ST. PETERSBURG — Joel Lanning has the unique distinction of being listed as an "LB/QB" on the West roster for Saturday's East-West Shrine Game at Tropicana Field.
And while the former Iowa State star spent the entire practice at middle linebacker Monday afternoon, on the final play of practice he stepped in at quarterback on a goal-line play with much on the line at St. Petersburg High School. Score, and the defensive players and coaches all had to do 10 pushups; fail to do so, the offense had the honors.
Lanning's pass went incomplete in the end zone, but he may very well have done the pushups either way. The 6-foot-2, 230-pound prospect knows his future is on defense, but his offensive roots continue to help him out.
"It slows the game down for you," said Lanning, who threw 19 touchdowns as Iowa State's quarterback in 2015-16 then switched to linebacker and had 114 tackles as a senior. "Playing quarterback, you have to see things pretty quick when things are flying all around you. It definitely helps — at linebacker, you can just relax and clue in on your keys."

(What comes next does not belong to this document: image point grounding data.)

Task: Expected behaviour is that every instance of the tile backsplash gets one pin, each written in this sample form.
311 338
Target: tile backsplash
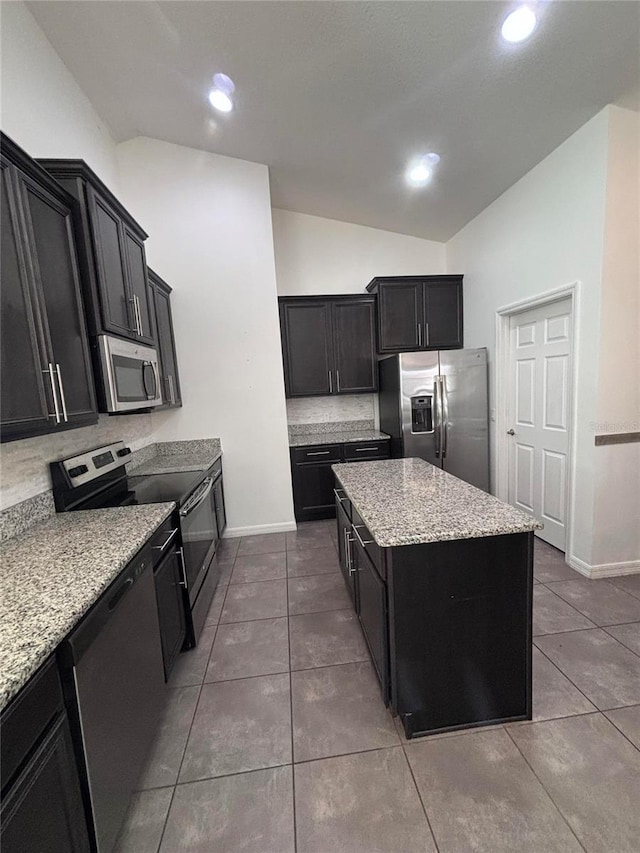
350 407
25 464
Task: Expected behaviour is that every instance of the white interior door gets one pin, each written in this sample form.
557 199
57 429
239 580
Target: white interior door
539 415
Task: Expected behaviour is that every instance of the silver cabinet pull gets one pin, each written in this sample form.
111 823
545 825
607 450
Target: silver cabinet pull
132 300
140 330
56 409
166 541
360 540
183 582
445 414
62 399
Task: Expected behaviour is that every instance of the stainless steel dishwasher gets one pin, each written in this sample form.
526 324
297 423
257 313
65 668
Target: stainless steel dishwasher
115 690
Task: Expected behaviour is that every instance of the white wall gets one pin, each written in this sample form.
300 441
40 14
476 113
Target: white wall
616 519
43 108
209 220
545 232
317 256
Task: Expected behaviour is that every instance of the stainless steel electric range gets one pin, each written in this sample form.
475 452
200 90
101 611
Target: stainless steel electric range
97 479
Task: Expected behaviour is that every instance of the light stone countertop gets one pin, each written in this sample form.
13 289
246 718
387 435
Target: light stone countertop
410 502
173 457
52 573
336 437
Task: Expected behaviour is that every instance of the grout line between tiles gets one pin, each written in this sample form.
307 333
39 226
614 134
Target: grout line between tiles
186 743
544 788
613 723
293 774
424 808
570 680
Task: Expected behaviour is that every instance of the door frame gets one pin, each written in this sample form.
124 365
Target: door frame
503 347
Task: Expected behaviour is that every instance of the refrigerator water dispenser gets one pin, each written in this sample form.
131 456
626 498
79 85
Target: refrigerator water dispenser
421 413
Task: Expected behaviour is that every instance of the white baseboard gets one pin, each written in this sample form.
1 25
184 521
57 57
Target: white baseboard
604 570
253 530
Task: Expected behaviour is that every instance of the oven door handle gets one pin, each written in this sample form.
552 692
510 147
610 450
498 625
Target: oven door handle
195 501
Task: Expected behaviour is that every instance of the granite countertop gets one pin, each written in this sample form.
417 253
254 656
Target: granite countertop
336 437
52 573
173 457
410 502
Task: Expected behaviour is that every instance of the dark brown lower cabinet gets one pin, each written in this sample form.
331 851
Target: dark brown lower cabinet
42 807
448 624
43 810
313 479
372 611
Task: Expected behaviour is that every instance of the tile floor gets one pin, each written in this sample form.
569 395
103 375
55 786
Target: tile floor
275 738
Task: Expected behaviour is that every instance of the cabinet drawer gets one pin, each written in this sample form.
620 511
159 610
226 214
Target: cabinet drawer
215 469
342 500
318 453
28 716
360 450
373 550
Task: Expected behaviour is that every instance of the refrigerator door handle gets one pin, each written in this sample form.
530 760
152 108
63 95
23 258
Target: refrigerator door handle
445 413
437 427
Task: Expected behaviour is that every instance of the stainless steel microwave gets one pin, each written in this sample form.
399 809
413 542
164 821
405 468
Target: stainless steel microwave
130 375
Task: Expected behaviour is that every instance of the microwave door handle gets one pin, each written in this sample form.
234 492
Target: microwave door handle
197 499
145 365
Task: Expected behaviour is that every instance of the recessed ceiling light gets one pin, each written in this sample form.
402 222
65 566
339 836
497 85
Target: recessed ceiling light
220 96
519 25
420 171
220 100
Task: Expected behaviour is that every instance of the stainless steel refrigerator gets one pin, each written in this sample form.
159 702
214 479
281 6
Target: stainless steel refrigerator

Lanning, 23, played both positions in Iowa State's upset of then-No. 3 Oklahoma in October, rushing nine times for 35 yards, completing two passes for another 25 and registering eight tackles on defense, including a sack of Heisman Trophy winner Baker Mayfield.
Lanning, who graduated this spring with a degree in liberal studies, threw for a touchdown and ran for another in a close loss to Oklahoma State while getting five tackles on defense. He played some on both sides in the Cyclones' upset of No. 4 TCU.
"I'm very grateful for that opportunity. Not a lot of people get to do that in college," Lanning said of his rare two-way flexibility as a senior. "I'm blessed and glad I got to do it."
Former Raiders assistant Bobby Johnson, who is serving as West head coach this week, said Lanning's experience on one side of the ball gives him a perspective and intelligence that most linebackers can't bring to the game.
"He has a high football IQ — he's sharp, and he's a really high-character guy," Johnson said. "Anybody who can do what he did, to play the amount of snaps, to go to Oklahoma and beat Oklahoma playing linebacker and quarterback, that's a special player. What it's done is given him an understanding of what offenses are trying to do, and any time you have a clue about what they might be doing as a defender, it gives you a jump and allows you to play faster. Today he seemed like he was going to the play before it was snapped."
Lanning, who has not been invited to the NFL combine, is working out in South Florida to improve his speed and other measurables in the next three months before the NFL draft.
He wouldn't rule out a cameo sendoff Saturday at Tropicana Field but understands his two-way football time may be in its final week. He hopes a strong showing here can help him settle in on defense in the NFL.
"I'm just trying to be the best linebacker I possibly can," he said.